The Senate made this known in a statement by its spokesman, Aliyu Abdullahi, in Abuja.
It was reacting to protests by a coalition of civil society organisations, operating under the aegis of “OurMumuDonDo,” demanding the resignation of the president over his long medical vacation in London.
It urged the protesters to stop heating up the polity, saying it was creating unnecessary tension in the country.
The upper chamber said the protest was an attempt to divert the attention of the Presidency from the economic and security issues, which were already being tackled.
It explained that Buhari had complied with the provisions of the 1999 Constitution, which stipulated that he must handover to the Vice President and duly inform the two chambers of the legislature about his medical vacation.
It said: “The president has broken no law and therefore we do not see any justification for this diversion and noise-making. The sponsors are merely seeking cheap publicity at the expense of the peace of Nigeria.

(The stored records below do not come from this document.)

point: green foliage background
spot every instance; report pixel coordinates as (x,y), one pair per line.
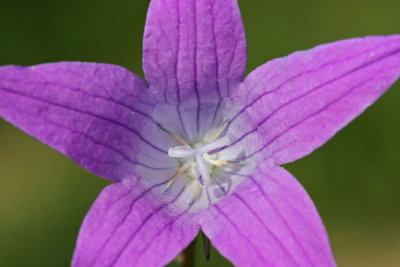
(353,179)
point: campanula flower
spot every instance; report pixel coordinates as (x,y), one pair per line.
(197,146)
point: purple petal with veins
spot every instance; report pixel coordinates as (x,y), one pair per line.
(197,147)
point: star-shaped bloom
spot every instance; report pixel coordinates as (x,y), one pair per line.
(197,146)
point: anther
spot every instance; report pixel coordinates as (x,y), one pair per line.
(200,170)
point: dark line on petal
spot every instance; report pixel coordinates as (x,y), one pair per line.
(278,241)
(217,78)
(185,132)
(196,90)
(240,233)
(132,237)
(124,219)
(152,240)
(302,248)
(309,117)
(367,64)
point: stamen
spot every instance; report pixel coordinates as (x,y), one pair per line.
(219,143)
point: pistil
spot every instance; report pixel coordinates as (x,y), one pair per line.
(199,168)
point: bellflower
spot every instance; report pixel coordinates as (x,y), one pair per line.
(197,147)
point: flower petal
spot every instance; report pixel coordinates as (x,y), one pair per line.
(296,103)
(269,221)
(125,228)
(194,48)
(90,112)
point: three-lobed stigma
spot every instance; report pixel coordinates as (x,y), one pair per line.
(199,159)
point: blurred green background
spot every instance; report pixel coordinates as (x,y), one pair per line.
(353,179)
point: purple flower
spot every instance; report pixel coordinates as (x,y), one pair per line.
(197,147)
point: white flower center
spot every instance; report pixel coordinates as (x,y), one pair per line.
(198,156)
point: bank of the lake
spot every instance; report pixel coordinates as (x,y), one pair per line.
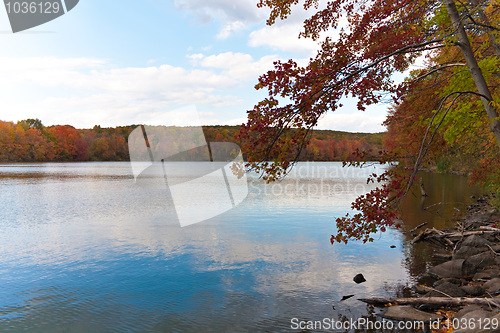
(459,292)
(84,247)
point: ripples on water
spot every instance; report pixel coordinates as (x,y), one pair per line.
(83,248)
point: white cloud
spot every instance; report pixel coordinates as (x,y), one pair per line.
(353,122)
(85,92)
(233,15)
(237,66)
(282,37)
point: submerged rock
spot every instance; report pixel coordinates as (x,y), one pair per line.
(359,278)
(449,269)
(446,289)
(406,312)
(478,262)
(470,246)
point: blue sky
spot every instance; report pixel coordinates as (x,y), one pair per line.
(112,63)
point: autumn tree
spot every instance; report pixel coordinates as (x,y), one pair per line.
(376,39)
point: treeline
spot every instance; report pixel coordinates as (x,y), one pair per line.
(30,141)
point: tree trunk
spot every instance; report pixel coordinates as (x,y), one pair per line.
(441,301)
(477,74)
(493,38)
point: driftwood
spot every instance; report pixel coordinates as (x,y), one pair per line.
(441,301)
(446,236)
(417,227)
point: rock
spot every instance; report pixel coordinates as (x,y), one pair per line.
(449,280)
(467,309)
(492,286)
(476,317)
(359,278)
(446,289)
(420,289)
(470,246)
(405,312)
(449,269)
(482,276)
(478,262)
(473,290)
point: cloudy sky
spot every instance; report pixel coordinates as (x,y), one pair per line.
(112,63)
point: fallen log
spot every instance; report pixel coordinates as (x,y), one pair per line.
(433,233)
(417,227)
(441,301)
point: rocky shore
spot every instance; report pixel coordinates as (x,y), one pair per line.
(463,291)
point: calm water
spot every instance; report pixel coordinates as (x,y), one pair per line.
(85,248)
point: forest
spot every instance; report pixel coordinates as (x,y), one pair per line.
(444,114)
(30,141)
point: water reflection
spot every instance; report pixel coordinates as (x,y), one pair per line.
(84,248)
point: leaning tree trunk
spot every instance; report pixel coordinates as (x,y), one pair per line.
(477,74)
(494,40)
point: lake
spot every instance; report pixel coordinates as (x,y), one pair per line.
(86,248)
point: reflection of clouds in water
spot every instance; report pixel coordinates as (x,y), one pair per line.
(269,255)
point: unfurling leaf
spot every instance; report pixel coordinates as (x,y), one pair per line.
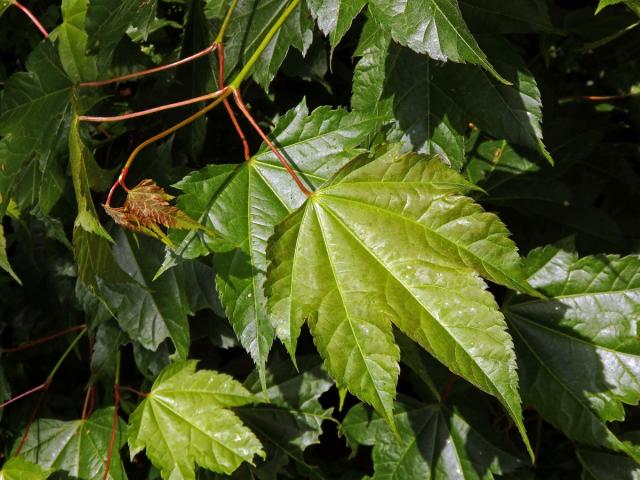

“We, in the National Assembly, are satisfied that there is no vacuum. The Federal Government is working. Acting President, Yemi Osinbajo, is providing the required leadership. So, there is no reason for the protests.
“All Nigerians now should focus on praying for the safe return of the President.
We in the Senate are happy about the report by the governors and party leaders, who recently visited President Buhari in London and we know he will soon return to continue to provide leadership to our people and the rest of Africa.
“We, therefore, call on the protesters to stop all these demonstrations and let their sense of patriotism overshadow the zeal for activism by joining other Nigerians to pray for the president.
“We should also pray for the acting president and Nigeria as a country at this critical period.”